FIGURE 3 The EyeToy camera. Source: Courtesy of Sony Computer Entertainment.
PlayStation Eye
Based on feedback from both players and developers, the PlayStation Eye (Figure 4) improved on EyeToy with the addition of a fixed-focus, low-distortion lens with two choices for field of view, standard or wide. To improve video quality, USB 2.0 high speed was used so the resolution could be quadrupled (to 640 × 480) and video could be transferred uncompressed to avoid artifacts. And the low-light sensitivity was greatly improved. These technical attributes and the product’s low cost have made PlayStation Eye the most widely used camera among computer vision researchers and hobbyists.
PlayStation Move
The high specifications of the PlayStation Eye enabled the creation of PlayStation Move (Figure 5), a one-handed motion controller for PlayStation 3 that incorporates a combination of optical and inertial sensing to provide complete six-degree-of-freedom tracking. The design addresses issues discovered during the development of EyeToy, combining the advantages of a camera-based interface with those of motion sensing and buttons. Game developers thus have absolute position and orientation, linear and angular velocities/accelerations, and button state.
Tracking the Move involves two major steps: image analysis and sensor fusion. Images from the PlayStation Eye are analyzed to locate the illuminated sphere that sits atop the controller (because the sphere is lit, it can be tracked even in complete darkness). Color segmentation is used to find the sphere in the image, and then a projected sphere model is fit to the image to extract the 3D position of the sphere. The results of the image analysis are fused with inertial sensor data from a 3-axis accelerometer and 3-axis gyroscope to provide the full state using a modified unscented Kalman filter (LaViola and Marks 2010).
CONCLUSION
The continual adoption of new technology has been a key factor in the growth of the video game industry.
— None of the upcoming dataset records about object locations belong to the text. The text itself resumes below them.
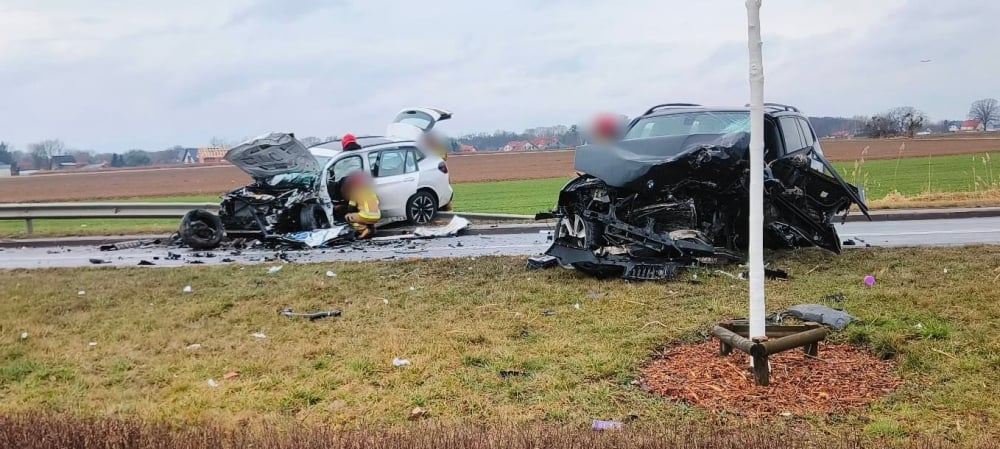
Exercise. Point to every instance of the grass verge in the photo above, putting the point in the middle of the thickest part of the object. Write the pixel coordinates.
(462, 323)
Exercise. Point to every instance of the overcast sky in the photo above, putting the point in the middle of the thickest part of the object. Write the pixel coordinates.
(113, 75)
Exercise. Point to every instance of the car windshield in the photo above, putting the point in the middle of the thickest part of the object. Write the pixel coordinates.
(689, 123)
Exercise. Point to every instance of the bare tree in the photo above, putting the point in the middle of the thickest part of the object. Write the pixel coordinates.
(42, 152)
(987, 111)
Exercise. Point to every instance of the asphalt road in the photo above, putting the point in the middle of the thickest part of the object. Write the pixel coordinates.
(896, 233)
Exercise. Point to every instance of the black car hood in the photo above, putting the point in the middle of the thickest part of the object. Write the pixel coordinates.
(632, 163)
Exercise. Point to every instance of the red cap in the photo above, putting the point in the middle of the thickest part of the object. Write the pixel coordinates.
(347, 140)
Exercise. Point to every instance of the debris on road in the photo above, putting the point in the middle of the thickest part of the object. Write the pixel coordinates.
(128, 245)
(606, 425)
(842, 378)
(311, 316)
(453, 228)
(398, 362)
(835, 319)
(542, 262)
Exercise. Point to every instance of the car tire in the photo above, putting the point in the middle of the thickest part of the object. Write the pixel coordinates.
(421, 208)
(312, 217)
(201, 229)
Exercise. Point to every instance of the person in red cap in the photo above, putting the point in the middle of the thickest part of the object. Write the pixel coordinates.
(606, 128)
(349, 143)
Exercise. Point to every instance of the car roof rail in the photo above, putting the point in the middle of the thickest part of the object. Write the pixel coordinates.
(669, 105)
(784, 107)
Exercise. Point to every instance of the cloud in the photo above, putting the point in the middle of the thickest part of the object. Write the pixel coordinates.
(116, 75)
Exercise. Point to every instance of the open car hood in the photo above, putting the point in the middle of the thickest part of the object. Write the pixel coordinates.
(273, 154)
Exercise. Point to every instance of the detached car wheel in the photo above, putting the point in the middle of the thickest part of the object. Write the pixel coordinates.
(312, 217)
(421, 208)
(201, 229)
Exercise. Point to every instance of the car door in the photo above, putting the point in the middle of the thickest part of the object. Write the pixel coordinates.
(395, 175)
(410, 123)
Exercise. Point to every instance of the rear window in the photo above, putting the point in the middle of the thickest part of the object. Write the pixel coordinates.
(419, 119)
(689, 123)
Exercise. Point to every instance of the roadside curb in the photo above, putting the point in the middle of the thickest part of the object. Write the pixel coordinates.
(525, 225)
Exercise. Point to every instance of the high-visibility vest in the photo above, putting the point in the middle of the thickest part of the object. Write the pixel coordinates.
(366, 201)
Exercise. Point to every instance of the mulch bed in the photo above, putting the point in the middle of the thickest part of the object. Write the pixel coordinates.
(842, 378)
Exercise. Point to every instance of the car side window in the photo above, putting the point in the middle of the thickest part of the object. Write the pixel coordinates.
(807, 132)
(345, 167)
(794, 141)
(373, 162)
(391, 163)
(411, 160)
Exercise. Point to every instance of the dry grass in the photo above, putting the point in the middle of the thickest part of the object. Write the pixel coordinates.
(986, 198)
(42, 432)
(463, 323)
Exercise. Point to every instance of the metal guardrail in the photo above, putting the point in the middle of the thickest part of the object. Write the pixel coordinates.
(47, 211)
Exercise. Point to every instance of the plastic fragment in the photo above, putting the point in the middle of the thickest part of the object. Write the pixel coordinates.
(398, 362)
(600, 425)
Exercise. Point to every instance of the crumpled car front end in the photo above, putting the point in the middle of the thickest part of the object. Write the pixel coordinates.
(284, 197)
(647, 208)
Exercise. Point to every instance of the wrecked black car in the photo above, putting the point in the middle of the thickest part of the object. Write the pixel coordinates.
(673, 192)
(284, 197)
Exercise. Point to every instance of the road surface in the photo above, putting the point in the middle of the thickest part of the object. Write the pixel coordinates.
(885, 234)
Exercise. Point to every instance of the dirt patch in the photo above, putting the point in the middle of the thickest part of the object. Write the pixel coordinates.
(842, 378)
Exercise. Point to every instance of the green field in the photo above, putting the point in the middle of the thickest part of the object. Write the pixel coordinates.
(462, 322)
(920, 175)
(908, 177)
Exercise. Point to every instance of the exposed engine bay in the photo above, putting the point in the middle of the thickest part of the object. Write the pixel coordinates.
(648, 207)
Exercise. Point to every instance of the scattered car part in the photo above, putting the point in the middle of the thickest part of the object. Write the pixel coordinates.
(542, 262)
(674, 193)
(836, 319)
(310, 316)
(201, 229)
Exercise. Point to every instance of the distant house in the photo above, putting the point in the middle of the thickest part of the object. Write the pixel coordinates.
(189, 156)
(544, 143)
(62, 162)
(212, 155)
(971, 126)
(517, 145)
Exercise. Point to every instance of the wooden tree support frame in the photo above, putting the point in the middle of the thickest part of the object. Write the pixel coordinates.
(779, 338)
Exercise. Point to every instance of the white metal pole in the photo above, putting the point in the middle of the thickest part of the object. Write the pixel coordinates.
(756, 253)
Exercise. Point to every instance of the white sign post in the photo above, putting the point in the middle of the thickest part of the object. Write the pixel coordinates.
(756, 253)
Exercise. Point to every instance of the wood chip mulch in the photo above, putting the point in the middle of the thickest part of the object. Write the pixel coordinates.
(841, 379)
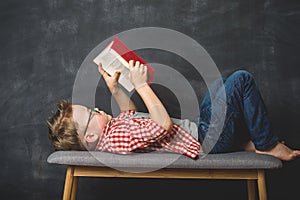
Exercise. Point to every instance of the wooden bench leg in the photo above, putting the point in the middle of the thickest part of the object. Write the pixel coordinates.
(251, 189)
(74, 188)
(261, 183)
(69, 183)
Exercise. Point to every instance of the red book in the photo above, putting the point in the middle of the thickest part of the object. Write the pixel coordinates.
(115, 57)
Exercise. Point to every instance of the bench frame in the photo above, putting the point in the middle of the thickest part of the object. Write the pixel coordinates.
(251, 175)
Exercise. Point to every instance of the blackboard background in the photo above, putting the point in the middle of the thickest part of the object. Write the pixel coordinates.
(44, 42)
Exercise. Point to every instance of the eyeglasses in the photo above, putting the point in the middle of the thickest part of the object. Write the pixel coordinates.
(90, 118)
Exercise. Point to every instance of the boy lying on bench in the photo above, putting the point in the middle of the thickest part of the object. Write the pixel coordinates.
(247, 127)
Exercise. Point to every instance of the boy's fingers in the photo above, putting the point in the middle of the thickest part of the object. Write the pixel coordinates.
(137, 64)
(117, 75)
(131, 64)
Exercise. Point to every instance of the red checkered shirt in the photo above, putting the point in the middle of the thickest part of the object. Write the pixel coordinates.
(125, 135)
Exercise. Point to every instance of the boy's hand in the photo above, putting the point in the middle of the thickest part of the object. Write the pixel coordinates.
(111, 81)
(138, 74)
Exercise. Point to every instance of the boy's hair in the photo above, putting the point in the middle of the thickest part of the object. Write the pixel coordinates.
(62, 129)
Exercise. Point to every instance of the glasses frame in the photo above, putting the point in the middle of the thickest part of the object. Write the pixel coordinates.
(90, 118)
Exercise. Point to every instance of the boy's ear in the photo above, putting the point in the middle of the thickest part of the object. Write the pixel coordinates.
(91, 137)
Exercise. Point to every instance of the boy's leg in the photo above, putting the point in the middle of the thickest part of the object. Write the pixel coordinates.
(246, 116)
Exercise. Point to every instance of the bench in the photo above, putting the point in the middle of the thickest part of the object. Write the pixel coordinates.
(236, 165)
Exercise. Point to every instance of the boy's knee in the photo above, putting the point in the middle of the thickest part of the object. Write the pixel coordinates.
(243, 75)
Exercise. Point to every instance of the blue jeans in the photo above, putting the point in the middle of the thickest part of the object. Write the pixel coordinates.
(245, 119)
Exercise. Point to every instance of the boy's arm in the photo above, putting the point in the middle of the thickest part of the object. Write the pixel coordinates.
(158, 113)
(122, 99)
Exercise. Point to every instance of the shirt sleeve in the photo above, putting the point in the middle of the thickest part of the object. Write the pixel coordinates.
(144, 132)
(125, 114)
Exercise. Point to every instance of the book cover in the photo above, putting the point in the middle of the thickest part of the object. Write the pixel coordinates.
(115, 57)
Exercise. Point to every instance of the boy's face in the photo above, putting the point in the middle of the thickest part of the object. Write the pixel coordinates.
(92, 122)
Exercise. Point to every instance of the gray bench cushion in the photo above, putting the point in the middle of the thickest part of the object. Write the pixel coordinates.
(235, 160)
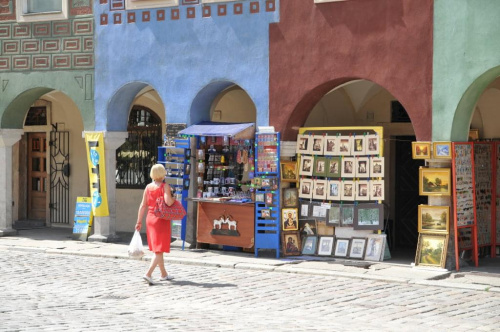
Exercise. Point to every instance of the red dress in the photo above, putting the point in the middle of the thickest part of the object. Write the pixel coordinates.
(157, 229)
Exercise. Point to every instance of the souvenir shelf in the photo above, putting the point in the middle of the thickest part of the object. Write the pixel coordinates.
(267, 209)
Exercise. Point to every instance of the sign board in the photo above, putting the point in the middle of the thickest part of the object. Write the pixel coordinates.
(83, 218)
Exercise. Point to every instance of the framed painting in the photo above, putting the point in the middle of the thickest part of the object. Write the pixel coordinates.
(289, 219)
(357, 249)
(290, 242)
(433, 219)
(434, 181)
(290, 197)
(377, 167)
(441, 150)
(320, 189)
(431, 250)
(348, 170)
(319, 166)
(325, 245)
(421, 150)
(331, 146)
(289, 171)
(309, 245)
(306, 165)
(341, 247)
(369, 217)
(334, 167)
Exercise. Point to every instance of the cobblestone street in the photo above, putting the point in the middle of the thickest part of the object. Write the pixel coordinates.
(44, 292)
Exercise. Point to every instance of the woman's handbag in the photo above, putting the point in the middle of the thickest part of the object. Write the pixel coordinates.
(173, 212)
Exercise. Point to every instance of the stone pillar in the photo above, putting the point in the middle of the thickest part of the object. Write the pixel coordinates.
(105, 227)
(8, 137)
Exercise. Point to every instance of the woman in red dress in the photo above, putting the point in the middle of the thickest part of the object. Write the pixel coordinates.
(158, 230)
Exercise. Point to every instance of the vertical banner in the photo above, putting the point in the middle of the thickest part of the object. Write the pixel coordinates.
(97, 173)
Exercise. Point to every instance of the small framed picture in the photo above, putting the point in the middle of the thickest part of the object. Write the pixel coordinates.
(289, 171)
(291, 243)
(341, 247)
(333, 170)
(306, 188)
(358, 145)
(347, 190)
(362, 167)
(369, 217)
(289, 219)
(303, 144)
(377, 190)
(362, 190)
(433, 219)
(309, 245)
(372, 145)
(333, 192)
(377, 167)
(441, 150)
(320, 189)
(325, 245)
(357, 249)
(306, 165)
(331, 146)
(348, 170)
(421, 150)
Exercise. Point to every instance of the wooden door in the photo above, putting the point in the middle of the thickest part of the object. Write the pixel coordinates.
(37, 175)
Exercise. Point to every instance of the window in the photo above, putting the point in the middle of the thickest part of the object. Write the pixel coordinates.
(41, 10)
(138, 154)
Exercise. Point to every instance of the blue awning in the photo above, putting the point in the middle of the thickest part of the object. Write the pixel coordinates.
(209, 128)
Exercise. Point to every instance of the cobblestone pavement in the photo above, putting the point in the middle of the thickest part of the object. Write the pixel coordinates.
(44, 292)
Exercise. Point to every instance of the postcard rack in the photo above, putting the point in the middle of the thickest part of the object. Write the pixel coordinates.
(267, 207)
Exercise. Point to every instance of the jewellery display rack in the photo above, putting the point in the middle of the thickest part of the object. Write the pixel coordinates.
(267, 225)
(176, 160)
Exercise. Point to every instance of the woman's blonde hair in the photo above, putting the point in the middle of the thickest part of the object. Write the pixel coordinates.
(157, 172)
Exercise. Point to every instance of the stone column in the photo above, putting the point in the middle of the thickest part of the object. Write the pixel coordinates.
(105, 227)
(8, 137)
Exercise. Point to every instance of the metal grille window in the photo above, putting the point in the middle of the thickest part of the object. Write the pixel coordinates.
(137, 155)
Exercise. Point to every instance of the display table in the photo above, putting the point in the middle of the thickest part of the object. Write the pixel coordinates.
(226, 223)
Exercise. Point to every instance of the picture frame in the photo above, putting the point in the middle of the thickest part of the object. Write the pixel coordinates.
(372, 145)
(375, 247)
(362, 190)
(303, 145)
(309, 245)
(289, 219)
(433, 219)
(362, 167)
(320, 166)
(341, 247)
(358, 246)
(431, 250)
(334, 167)
(333, 190)
(421, 150)
(306, 188)
(290, 242)
(320, 189)
(290, 197)
(369, 216)
(377, 167)
(289, 171)
(348, 167)
(441, 150)
(377, 190)
(331, 146)
(325, 245)
(434, 181)
(306, 165)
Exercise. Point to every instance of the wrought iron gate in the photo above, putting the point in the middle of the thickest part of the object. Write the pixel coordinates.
(59, 177)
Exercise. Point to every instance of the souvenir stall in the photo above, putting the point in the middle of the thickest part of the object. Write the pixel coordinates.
(223, 167)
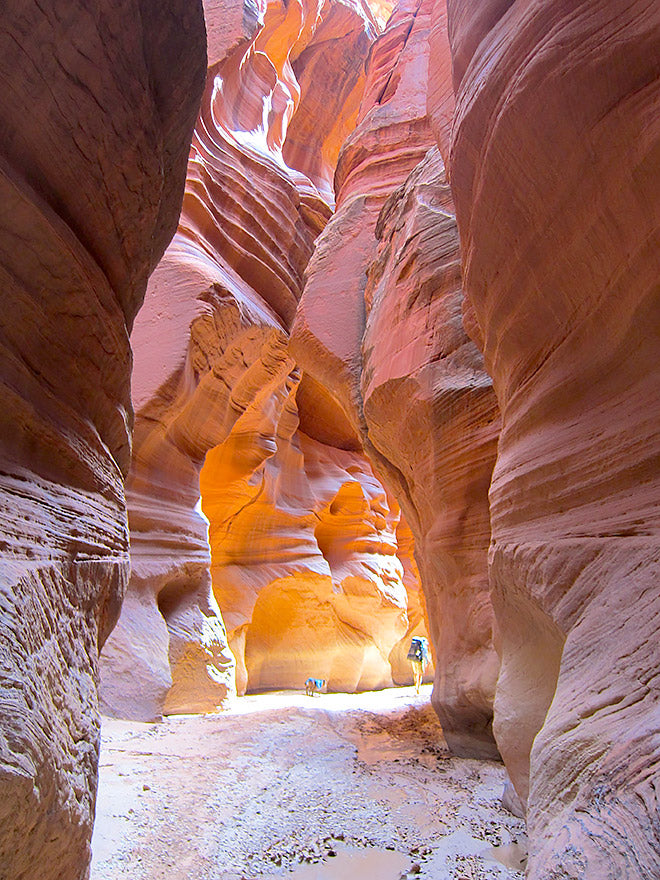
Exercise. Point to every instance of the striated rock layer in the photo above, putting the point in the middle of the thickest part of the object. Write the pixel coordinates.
(305, 564)
(380, 325)
(95, 125)
(214, 383)
(554, 169)
(419, 363)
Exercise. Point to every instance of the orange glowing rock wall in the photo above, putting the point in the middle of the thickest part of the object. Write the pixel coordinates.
(379, 324)
(213, 381)
(95, 125)
(555, 160)
(305, 562)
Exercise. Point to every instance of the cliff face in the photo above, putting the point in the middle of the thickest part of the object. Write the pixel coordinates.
(305, 564)
(554, 169)
(380, 325)
(214, 382)
(419, 363)
(78, 239)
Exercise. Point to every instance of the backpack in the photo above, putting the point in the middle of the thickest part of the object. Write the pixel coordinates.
(418, 649)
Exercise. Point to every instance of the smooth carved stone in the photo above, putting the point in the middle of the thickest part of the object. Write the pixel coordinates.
(305, 564)
(554, 171)
(211, 368)
(392, 136)
(419, 363)
(95, 125)
(379, 325)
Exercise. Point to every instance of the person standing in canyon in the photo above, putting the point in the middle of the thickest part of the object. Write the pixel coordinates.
(418, 655)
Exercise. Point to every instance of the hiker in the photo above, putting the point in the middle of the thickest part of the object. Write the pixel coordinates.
(419, 658)
(314, 686)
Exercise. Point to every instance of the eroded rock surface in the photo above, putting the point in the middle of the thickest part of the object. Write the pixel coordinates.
(380, 325)
(305, 564)
(95, 125)
(419, 363)
(214, 381)
(554, 169)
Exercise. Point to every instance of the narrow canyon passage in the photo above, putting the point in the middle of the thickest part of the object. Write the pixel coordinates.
(336, 786)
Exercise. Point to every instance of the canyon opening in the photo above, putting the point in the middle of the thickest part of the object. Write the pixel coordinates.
(330, 329)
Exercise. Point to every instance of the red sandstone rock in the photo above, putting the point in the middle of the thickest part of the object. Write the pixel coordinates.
(408, 377)
(95, 125)
(554, 171)
(213, 381)
(419, 363)
(304, 559)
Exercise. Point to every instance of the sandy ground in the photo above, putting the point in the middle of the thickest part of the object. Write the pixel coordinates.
(325, 788)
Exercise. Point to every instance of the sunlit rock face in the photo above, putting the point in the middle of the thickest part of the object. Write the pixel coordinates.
(305, 564)
(419, 363)
(214, 381)
(96, 120)
(554, 169)
(380, 325)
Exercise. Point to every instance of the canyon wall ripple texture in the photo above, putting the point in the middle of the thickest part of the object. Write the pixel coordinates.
(95, 124)
(554, 169)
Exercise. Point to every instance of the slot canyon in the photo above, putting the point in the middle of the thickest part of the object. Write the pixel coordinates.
(328, 325)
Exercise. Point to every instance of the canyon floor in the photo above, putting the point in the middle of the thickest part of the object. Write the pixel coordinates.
(312, 788)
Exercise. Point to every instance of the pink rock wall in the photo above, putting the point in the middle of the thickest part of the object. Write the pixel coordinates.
(379, 324)
(213, 381)
(554, 169)
(95, 124)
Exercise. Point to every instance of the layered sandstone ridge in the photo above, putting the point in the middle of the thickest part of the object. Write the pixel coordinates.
(96, 122)
(419, 363)
(305, 564)
(213, 382)
(554, 169)
(379, 324)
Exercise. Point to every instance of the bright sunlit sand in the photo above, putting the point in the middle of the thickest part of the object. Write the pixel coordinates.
(329, 787)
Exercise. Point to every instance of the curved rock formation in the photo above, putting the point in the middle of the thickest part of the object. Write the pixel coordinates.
(554, 170)
(213, 381)
(419, 363)
(305, 564)
(96, 120)
(380, 325)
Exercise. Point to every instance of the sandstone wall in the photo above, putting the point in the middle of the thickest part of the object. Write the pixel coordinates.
(379, 324)
(554, 169)
(95, 123)
(213, 381)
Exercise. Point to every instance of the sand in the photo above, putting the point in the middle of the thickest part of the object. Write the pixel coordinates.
(312, 788)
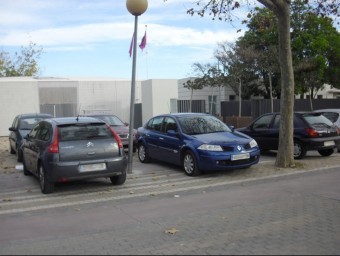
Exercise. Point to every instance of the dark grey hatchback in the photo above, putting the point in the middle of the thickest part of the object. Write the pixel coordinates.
(73, 148)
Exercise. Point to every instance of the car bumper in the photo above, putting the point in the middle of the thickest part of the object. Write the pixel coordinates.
(321, 143)
(220, 161)
(69, 171)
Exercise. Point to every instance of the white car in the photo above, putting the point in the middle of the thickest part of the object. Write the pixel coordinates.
(332, 114)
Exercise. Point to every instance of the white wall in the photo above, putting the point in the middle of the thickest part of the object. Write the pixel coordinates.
(222, 94)
(16, 97)
(112, 95)
(156, 96)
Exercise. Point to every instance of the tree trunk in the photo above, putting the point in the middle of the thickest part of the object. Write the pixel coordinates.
(240, 97)
(271, 91)
(192, 92)
(285, 154)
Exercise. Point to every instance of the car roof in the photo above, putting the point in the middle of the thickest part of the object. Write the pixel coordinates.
(35, 115)
(185, 114)
(75, 119)
(337, 110)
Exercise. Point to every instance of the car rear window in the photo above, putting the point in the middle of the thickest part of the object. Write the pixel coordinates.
(84, 132)
(331, 116)
(28, 123)
(317, 119)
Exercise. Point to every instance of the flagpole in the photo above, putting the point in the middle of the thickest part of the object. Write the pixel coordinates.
(146, 57)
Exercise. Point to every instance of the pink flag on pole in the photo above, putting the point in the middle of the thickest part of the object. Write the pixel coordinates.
(131, 44)
(143, 42)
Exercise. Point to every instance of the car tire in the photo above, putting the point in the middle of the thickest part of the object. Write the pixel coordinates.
(299, 150)
(143, 155)
(26, 172)
(326, 152)
(45, 186)
(190, 164)
(119, 179)
(19, 155)
(11, 150)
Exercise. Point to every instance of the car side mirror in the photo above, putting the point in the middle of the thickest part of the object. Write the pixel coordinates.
(172, 133)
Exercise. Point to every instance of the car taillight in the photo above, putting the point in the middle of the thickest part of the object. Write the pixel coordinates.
(312, 133)
(54, 147)
(120, 144)
(338, 130)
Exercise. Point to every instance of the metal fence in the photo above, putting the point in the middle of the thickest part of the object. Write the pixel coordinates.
(198, 106)
(255, 108)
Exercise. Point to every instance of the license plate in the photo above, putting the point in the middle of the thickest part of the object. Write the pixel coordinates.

Advances in graphics, processing, display, and input technologies have both improved existing experiences and enabled new ones that appeal to a wider audience. Looking forward, there is every indication that the video game industry will continue to leverage new technology to help push the boundaries of play.
REFERENCE
LaViola JJ Jr, Marks R. 2010. An introduction to 3D spatial interaction with video game motion controllers. Course presented at ACM SIGGRAPH 2010, Los Angeles.